Lots of web sites which host file downloads and/or media files will break, due to the MIME Sniffing changes in IE. Today, many sites get away with having misconfigured MIME types. Half the webmasters (out of the ones who haven't been laid off yet) don't even know what a MIME type is, so forget about the problem getting fixed quick. The new behavior can be overriden on the client side via registry, but the new ADM files will not have a GPO for it, and it won't be exposed in the UI, so a lot of users will be puzzled and a lot of webmasters will be caught off guard. Everytime something like this happens, people "solve" their ignorance by saying, "Oh, don't use SP2. It screws stuff up."
That's why some of the other site-breaking features of IE, including the blocking of certain ActiveX controls which were not otherwise blocked before (this is a slightly different situation than the "do you want to install?" prompt), are explained to the user via the new Notification Bar. It's a pretty slick UI feature, but the simplified information given to end-users is not going to be enough for users to tell the web sites what's wrong. By the way, Microsoft's own Office Update control is blocked by default. You don't even get a prompt to tell you that it's signed by Microsoft and giving you a chance to let it be installed. Presumably, Microsoft will adjust the way their Office Update page is coded to avoid screwing themselves at release time.
And then there's "Local Machine Lockdown." Some people know that IE has always had a hidden security zone reserved for the local machine. There's even a reg hack which lets you make it visible and modify it. Starting with SP2, those modified settings won't do squat because the new Local Machine Lockdown policy will override it. Luckily, a new reg key lets you turn it off. Otherwise, apps which use web pages installed on the local hard drive that have complex scripting (often used for computer-based training and online help, but also occurring on developers' machines) can break. The great thing is that they break quietly. It's not like those Outlook security prompts which tell you that a script is trying to access the address book and do you want to allow it for 5 minutes. Nope, your stuff will just not work. It will sit there and do absolutely nothing.
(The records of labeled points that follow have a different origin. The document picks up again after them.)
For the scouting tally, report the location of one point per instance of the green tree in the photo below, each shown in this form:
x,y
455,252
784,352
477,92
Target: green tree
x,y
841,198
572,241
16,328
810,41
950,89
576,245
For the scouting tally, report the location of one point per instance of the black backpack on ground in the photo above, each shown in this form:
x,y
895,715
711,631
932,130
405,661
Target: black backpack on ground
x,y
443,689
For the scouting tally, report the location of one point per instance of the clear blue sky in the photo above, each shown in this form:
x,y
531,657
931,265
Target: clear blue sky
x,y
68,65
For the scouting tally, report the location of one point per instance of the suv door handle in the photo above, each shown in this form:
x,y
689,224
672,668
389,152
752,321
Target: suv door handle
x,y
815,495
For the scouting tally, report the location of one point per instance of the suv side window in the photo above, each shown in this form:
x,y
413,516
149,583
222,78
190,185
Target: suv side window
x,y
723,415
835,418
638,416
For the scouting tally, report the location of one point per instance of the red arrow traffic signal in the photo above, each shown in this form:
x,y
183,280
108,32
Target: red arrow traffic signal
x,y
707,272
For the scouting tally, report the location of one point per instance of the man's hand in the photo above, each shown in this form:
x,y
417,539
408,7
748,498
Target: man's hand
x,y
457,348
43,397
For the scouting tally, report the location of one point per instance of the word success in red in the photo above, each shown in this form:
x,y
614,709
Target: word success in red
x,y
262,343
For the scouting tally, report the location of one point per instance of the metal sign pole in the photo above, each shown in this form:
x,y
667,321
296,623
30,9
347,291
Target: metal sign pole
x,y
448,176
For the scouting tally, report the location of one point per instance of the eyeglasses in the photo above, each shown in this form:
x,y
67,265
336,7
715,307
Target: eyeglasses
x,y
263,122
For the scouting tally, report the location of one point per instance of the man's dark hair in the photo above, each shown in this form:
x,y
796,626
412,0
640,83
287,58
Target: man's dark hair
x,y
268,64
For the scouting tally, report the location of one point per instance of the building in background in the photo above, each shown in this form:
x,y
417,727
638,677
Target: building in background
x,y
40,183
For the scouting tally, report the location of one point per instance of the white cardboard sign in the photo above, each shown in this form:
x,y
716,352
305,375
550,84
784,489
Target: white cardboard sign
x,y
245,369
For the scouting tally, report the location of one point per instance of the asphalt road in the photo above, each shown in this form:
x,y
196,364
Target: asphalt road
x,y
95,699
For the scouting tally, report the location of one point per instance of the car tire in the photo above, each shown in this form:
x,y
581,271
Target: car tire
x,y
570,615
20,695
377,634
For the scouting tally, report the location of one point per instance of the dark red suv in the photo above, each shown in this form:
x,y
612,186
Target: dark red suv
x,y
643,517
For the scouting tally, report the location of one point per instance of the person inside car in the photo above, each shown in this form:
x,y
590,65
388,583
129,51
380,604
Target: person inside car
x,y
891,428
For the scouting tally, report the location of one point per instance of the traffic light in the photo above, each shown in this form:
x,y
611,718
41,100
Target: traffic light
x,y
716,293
Remember the phrase "Local Machine Lockdown" because that's what you'll be Googling for, when the lights go out.
Speaking of developers, remote debugging in Microsoft's own development tools is clobbered by default. Of course, out of everybody with "developer" on their business cards, probably 1 out of 20 deserve it. The rest are going to be thrown for a loop when they want to step through their ASP page running on another machine, and they can't anymore. After scratching their heads for a few days, they will stop pretending to be Microsoft developers and start pretending to be Java or PHP developers. They'll understand even less, but they'll get new business cards.
You think that only web apps are affected? Wrong. Everything applied to IE is also applied to explorer.exe by default. This results in interesting stuff that you thought you would only see on Windows Server 2003, like prompts asking you whether you really want to run an exe file which is located on a network file share, after you double-click it, even though you're not accessing it through the browser and it wasn't downloaded from the web.
Already, a recent security patch has broken download manager type programs like Net Transport which assume Windows supports URLs with user:password embedded in them. Even though the patch has been widely publicized as critical, the number of people who have installed it is tiny, compared to the number who will eventually install SP2. Get ready to find out how many programs do stuff that you never expected.